Aerei a idrogeno: c’è anche il progetto della start-up italiana NEAE-GSI nella ‘pipeline’ europea

di Francesco Bottino

Tra i progetti italiani che la Commissione Europea ha recentemente incluso nella ‘pipeline’ di iniziative prioritarie della European Clean Hydrogen Alliance c’è anche quello di NEAE-GSI, start-up campana che ha messo a punto un innovativo propulsore elettrico, con alimentazione a idrogeno, per aerei civili di grandi dimensioni.

“Per noi è una grande soddisfazione” sottolinea ad HydroNews Gerardo Imperatore, CEO e Fondatore di New Electric Aircraft Engines – GSI (NEAE-GSI), che, insieme ai CEO di alcuni dei big della mobilità europea, siede nel tavolo tecnico ‘hydrogen for mobility’, uno dei gruppi di lavoro in cui si articola l’attività dell’alleanza europea.

“Si tratta di un importante riconoscimento per il nostro progetto, che parte nel 2018 con la richiesta del brevetto, ottenuto poi nel 2020, e passa per la fondazione della start-up innovativa nel 2019”.

Oggi NEAE-GSI è ancora una realtà molto piccola, in cui lavorano solo 3 persone con base a Caserta, ma pronta a potenziare la sua struttura in vista dello sviluppo del progetto, “che si basa – spiega Imperatore – sul nostro propulsore elettrico, in accoppiata con un tank per l’idrogeno liquido, sviluppato dal centro di ricerca tedesco DLR, e con un sistema di fuel cell fornito da un produttore svizzero nostro partner”.

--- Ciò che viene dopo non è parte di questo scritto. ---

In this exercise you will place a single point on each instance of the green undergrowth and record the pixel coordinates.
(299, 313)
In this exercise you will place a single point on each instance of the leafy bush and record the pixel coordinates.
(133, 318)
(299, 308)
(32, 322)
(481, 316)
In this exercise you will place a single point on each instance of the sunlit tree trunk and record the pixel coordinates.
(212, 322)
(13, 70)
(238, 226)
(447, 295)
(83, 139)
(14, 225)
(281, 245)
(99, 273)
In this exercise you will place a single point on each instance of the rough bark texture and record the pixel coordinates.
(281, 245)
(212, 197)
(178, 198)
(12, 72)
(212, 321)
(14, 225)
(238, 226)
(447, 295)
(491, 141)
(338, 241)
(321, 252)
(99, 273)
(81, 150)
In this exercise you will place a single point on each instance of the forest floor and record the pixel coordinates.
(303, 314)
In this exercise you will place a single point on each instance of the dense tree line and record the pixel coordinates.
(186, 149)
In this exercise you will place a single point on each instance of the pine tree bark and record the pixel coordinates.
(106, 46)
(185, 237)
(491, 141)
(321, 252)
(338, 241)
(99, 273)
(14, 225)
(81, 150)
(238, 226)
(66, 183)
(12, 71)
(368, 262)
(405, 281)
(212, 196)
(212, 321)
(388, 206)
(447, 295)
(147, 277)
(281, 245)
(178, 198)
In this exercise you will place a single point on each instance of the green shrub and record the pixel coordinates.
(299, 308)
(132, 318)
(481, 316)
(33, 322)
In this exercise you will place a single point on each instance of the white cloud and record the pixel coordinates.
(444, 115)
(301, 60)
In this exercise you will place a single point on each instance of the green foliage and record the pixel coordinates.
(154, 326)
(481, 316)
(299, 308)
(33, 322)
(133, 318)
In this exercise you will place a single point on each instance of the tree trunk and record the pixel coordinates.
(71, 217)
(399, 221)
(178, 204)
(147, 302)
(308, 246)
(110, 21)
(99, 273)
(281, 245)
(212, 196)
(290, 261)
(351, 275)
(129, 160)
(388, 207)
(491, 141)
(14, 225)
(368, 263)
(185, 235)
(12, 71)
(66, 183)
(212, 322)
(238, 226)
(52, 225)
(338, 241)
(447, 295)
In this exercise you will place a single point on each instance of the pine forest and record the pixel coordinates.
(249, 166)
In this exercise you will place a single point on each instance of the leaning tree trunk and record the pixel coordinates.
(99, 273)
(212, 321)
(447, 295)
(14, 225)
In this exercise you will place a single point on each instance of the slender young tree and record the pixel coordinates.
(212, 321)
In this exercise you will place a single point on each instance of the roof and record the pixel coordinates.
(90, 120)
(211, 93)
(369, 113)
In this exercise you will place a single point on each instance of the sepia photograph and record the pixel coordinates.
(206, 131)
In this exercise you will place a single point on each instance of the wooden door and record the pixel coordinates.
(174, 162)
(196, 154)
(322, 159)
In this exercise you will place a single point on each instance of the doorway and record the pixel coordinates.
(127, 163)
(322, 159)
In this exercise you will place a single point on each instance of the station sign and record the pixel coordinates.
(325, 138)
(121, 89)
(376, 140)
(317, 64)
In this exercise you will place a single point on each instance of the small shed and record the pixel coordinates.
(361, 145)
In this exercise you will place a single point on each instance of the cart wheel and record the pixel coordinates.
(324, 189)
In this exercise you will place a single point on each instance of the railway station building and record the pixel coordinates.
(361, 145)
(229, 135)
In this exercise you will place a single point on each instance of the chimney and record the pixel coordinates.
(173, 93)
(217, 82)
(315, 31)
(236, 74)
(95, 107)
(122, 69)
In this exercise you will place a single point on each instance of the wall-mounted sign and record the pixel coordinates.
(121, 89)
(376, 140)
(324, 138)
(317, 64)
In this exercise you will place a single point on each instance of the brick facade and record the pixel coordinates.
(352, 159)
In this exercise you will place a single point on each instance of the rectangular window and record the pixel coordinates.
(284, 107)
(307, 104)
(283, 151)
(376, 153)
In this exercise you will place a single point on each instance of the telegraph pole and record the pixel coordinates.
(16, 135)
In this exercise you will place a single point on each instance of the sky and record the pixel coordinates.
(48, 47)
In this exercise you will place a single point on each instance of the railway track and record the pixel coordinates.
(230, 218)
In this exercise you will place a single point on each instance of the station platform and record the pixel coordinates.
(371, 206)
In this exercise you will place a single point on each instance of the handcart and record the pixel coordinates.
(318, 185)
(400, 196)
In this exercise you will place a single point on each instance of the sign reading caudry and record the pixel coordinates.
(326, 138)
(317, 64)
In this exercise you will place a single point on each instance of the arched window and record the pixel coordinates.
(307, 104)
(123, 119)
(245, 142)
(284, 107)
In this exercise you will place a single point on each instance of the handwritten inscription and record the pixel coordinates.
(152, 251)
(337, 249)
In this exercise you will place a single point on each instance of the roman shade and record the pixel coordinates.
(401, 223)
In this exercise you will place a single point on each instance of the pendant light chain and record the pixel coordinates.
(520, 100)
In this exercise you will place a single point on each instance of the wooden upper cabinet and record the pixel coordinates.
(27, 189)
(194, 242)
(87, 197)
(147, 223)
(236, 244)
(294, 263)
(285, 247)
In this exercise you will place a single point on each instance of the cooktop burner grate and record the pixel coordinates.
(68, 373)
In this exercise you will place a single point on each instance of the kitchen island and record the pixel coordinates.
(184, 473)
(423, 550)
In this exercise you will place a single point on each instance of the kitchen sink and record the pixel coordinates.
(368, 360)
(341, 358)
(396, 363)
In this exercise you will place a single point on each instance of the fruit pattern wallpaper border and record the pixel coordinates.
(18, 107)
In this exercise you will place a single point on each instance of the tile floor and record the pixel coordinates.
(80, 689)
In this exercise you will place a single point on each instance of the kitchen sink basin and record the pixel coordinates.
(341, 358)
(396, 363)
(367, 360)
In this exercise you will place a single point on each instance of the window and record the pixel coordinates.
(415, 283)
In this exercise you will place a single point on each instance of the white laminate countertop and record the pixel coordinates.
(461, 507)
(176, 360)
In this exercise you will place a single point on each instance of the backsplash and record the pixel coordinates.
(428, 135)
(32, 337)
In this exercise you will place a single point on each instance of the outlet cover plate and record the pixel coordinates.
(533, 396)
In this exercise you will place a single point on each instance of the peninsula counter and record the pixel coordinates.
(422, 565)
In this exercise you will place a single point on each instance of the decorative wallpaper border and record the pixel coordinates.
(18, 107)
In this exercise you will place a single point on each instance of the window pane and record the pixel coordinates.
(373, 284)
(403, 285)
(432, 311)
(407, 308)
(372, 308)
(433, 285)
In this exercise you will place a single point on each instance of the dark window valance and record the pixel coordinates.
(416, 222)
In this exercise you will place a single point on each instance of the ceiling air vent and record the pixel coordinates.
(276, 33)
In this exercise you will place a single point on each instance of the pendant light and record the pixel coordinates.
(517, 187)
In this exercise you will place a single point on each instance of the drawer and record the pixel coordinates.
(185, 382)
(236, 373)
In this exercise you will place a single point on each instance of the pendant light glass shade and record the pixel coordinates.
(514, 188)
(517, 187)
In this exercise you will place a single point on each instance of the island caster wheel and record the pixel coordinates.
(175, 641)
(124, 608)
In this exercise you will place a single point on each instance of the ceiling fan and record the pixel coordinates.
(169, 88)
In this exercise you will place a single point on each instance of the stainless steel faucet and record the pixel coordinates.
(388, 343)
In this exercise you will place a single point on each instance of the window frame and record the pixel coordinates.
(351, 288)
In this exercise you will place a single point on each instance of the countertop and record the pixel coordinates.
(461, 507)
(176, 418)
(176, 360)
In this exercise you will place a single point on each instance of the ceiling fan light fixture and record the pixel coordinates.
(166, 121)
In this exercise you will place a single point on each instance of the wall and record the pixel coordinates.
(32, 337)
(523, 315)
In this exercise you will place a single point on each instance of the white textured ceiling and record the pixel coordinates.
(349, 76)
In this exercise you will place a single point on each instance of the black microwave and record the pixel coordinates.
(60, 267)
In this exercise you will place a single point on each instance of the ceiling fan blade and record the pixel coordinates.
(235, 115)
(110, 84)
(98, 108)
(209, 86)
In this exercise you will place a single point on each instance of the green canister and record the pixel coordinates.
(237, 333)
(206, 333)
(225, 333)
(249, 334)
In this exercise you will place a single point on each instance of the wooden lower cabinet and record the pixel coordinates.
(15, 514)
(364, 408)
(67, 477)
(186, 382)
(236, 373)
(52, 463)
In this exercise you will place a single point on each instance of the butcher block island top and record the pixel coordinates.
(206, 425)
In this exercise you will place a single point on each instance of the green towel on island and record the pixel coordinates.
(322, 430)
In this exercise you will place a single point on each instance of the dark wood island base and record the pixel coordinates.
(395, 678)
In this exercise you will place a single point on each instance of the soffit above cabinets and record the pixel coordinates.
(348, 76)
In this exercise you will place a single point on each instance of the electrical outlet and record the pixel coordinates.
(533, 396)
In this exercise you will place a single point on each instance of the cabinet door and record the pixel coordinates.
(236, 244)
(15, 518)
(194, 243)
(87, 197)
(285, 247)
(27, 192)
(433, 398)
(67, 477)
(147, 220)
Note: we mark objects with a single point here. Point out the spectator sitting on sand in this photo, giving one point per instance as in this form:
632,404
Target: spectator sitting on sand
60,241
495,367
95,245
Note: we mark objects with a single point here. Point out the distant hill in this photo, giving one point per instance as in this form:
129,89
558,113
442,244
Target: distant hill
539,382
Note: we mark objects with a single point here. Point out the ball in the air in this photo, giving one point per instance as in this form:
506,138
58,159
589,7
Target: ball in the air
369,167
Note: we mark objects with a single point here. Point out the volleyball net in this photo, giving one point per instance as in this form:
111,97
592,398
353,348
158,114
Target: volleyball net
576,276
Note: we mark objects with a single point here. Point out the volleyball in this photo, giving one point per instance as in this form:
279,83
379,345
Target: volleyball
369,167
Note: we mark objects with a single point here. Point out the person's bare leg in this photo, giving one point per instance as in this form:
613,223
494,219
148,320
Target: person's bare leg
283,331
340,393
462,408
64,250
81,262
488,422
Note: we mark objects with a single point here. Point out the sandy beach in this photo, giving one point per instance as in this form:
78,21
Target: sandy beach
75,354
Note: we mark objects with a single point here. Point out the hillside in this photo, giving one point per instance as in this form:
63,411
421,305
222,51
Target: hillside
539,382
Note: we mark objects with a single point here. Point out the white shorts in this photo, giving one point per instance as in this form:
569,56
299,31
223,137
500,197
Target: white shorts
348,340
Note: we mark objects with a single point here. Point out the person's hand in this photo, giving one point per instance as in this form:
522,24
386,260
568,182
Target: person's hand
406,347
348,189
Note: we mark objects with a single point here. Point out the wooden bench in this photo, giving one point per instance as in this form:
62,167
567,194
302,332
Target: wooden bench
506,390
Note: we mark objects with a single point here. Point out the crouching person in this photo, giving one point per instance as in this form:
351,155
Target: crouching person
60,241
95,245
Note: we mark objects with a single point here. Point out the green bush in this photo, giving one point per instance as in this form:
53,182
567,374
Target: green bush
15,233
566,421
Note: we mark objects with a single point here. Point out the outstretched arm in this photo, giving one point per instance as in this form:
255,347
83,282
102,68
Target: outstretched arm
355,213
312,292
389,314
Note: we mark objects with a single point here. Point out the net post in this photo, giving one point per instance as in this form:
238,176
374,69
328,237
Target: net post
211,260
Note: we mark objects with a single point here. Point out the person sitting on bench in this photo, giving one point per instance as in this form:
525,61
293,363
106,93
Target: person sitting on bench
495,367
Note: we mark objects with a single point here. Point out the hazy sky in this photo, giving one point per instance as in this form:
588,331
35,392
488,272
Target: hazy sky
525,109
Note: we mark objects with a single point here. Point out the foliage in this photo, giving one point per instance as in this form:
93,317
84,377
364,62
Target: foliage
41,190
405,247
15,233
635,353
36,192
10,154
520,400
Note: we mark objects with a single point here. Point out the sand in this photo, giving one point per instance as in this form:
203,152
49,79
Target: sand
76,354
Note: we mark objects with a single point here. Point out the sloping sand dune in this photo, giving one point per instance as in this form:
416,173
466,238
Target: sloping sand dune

La particolarità di questo concept è costituita dal fatto che si applica ad aerei di grandi dimensioni, da 170 posti in su, a differenza di altri progetti dello stesso settore che per il momento si concentrano su piccoli velivoli, “e può essere installato non soltanto su unità di nuova costruzione, ma anche su aerei già operativi che così possono prolungare la loro vita utile convertendosi ad un sistema di propulsione a emissioni zero”, applicando concretamente la logica dell’economia circolare per dare nuova vita ad aerei oramai obsoleti.

L’obbiettivo di NEAE-GSI, e dei suoi partner presenti e futuri, è quello di poter equipaggiare i primi aerei entro il 2028, e da quell’anno in poi di poter fornire l’impianto a 50 aerei all’anno fino al 2035.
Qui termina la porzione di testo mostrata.